Postby **cyanyoshi** » Sun Apr 30, 2017 11:54 pm UTC

My intuition is that with random variables X, Y and Z, then you can get everything you need from the pdf f(x,y,z). By normalizing f(x,y_{0},z_{0}), it seems that you should get f(x|y_{0},z_{0}), the conditional probability distribution of X given that Y=y_{0} and Z=z_{0}. Clearly, f(a,b|x_{0}) should be constant over the square (a,b)∈[0,x_{0}]^{2}, so f(a,b|x_{0})=1/(x_{0})^{2}. I am visualizing the domain of f(a,b,x) as an inverted pyramid with its vertex at (0,0,0) and its base is a square with vertices (0,0,1), (1,0,1), (1,1,1), and (0,1,1). Each horizontal slice should be a square with the same infinitesimal "mass" of dx. So then f(a,b,x) = 1/x^{2} within this pyramid and is zero elsewhere.

OK, now what about f(δ,x)? Fixing X=x_{0} again, f(a,b|x_{0}) is just a uniform distribution over a square. My gut tells me that f(δ|x_{0}) is proportional to the length of the level curve of δ(a,b) = |a-b| in this domain. This is just C*2*sqrt(2)*(x_{0}-δ). Normalizing over the domain [0,x] gives f(δ,x)=2*(x-δ)/x^{2}.
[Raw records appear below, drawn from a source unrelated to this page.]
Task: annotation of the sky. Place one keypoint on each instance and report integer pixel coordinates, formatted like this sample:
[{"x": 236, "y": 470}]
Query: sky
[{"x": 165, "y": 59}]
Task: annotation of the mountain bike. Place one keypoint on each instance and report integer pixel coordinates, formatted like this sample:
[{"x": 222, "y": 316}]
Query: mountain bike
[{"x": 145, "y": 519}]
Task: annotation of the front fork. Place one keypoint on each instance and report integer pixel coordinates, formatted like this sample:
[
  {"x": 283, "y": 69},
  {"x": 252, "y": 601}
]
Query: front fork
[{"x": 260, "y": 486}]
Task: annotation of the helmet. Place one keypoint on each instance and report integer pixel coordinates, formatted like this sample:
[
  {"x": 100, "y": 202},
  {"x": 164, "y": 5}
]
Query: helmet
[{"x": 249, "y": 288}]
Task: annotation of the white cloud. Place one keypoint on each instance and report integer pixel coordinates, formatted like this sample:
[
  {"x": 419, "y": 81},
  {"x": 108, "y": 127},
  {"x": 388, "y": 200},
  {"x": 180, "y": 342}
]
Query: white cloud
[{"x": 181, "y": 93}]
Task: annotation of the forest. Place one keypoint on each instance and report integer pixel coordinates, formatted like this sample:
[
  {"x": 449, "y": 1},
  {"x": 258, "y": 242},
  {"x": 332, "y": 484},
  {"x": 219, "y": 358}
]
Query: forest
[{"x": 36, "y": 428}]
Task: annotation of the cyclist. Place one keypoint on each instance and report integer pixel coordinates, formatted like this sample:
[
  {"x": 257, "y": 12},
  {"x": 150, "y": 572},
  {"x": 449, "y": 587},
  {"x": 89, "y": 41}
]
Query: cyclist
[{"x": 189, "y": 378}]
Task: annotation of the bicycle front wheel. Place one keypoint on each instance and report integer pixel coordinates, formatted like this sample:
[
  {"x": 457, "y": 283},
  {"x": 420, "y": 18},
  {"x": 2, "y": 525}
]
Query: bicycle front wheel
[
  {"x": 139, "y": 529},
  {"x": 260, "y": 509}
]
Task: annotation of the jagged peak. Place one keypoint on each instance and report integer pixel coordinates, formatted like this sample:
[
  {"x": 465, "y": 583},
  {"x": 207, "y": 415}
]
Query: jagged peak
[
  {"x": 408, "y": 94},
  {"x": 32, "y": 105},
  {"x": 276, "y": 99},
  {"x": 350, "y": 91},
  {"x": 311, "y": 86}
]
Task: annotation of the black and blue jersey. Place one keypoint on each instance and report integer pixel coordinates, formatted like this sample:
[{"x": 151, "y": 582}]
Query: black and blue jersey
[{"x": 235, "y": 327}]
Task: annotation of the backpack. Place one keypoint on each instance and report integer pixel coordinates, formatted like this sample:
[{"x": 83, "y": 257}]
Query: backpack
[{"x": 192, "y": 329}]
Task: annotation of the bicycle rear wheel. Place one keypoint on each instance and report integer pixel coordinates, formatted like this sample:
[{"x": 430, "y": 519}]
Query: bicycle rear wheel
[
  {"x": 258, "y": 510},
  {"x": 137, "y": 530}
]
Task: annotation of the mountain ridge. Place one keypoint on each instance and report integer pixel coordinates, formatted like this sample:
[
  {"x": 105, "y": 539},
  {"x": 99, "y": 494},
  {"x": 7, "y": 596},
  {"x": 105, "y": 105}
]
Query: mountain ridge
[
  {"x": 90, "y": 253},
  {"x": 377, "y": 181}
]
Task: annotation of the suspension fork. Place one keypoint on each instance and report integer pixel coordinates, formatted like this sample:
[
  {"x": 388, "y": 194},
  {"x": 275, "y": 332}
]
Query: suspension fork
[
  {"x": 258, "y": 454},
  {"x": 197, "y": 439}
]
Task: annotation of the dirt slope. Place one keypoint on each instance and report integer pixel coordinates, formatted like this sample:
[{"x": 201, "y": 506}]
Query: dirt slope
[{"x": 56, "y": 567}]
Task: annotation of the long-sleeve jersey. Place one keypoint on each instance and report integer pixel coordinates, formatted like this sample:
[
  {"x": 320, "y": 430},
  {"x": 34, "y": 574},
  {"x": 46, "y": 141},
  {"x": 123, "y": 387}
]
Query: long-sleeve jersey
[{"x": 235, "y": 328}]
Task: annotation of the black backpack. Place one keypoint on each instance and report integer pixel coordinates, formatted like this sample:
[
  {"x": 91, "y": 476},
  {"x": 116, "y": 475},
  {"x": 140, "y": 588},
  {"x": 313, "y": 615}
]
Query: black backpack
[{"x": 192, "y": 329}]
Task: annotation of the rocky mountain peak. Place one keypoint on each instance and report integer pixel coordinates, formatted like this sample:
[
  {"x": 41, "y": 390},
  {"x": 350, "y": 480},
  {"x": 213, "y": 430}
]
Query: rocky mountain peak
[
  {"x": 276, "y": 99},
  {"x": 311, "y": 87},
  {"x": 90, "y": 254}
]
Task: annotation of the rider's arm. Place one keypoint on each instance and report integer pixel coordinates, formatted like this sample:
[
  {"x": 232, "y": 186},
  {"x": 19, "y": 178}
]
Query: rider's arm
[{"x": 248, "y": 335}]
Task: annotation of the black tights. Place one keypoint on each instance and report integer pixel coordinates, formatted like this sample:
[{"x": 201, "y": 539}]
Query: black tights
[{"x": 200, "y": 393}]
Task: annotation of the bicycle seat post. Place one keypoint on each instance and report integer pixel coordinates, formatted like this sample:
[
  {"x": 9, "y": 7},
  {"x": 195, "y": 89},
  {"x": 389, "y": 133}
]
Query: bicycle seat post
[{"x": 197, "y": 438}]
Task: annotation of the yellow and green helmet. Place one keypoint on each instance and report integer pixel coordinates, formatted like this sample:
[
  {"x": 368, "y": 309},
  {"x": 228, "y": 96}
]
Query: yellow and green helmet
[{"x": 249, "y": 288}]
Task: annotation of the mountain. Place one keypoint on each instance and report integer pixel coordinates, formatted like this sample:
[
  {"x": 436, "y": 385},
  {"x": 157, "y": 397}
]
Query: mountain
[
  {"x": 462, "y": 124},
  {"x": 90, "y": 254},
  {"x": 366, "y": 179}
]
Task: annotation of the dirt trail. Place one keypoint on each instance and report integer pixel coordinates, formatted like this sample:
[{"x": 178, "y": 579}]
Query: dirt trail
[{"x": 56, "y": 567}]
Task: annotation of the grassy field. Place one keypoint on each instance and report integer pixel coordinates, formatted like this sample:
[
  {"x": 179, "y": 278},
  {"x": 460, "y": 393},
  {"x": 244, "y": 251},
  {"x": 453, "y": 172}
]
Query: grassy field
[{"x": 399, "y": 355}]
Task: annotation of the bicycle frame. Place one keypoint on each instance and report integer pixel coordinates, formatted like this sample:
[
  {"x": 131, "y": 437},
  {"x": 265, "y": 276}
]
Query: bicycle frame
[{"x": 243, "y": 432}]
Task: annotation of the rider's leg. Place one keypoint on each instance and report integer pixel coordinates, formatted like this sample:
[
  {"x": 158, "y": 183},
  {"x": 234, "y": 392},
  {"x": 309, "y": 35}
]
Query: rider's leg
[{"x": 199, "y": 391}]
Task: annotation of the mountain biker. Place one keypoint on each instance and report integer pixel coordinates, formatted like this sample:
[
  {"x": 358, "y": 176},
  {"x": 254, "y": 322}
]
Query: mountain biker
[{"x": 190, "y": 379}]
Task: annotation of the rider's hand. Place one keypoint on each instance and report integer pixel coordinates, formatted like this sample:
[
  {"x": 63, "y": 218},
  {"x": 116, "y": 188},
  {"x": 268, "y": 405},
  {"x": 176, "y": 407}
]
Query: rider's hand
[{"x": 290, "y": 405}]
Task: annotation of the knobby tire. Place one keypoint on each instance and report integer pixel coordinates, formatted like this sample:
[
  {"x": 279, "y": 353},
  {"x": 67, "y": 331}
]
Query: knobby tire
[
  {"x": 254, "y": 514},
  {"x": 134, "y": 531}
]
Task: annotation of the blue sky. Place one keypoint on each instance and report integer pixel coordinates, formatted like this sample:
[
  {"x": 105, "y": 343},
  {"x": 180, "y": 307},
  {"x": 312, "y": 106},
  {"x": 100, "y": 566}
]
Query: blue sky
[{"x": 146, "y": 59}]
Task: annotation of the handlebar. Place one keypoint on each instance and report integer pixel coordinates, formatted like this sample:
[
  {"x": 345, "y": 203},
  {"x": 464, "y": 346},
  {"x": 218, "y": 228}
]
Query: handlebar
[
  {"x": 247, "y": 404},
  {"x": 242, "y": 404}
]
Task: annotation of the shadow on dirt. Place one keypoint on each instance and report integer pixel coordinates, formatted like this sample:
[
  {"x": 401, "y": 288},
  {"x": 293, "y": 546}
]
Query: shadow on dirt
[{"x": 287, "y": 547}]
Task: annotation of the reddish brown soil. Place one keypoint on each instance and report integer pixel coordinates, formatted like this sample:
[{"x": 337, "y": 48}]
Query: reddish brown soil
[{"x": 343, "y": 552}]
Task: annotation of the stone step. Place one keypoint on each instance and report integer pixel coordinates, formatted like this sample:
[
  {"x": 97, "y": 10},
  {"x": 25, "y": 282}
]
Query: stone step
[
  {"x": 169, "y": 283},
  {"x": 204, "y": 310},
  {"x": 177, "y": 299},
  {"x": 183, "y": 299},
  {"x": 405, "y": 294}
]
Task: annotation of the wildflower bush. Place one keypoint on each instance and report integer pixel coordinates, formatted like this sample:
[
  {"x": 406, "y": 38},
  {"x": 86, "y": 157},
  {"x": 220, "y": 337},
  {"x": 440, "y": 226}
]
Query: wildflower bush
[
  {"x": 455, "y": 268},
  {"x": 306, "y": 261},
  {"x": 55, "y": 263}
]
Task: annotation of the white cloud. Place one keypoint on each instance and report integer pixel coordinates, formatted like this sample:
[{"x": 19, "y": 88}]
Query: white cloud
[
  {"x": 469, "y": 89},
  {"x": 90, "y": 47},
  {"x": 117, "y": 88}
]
Now then, f(x|δ)=C*2*(x-δ)/x^{2}. x can take any value in [δ,1], so this must integrate to 1 over that interval. Doing the integral makes C=2*δ-2-2*ln(δ). Now we got f(x|δ) = 1/(δ-1-ln(δ))*(x-δ)/x^{2}. The expected value of x under this pdf is the integral of x*f(x|δ) on the interval of all possible x values, namely [δ,1]. Thus the expected value of x given δ is (1-δ+δ*ln(δ))(δ-1-ln(δ)).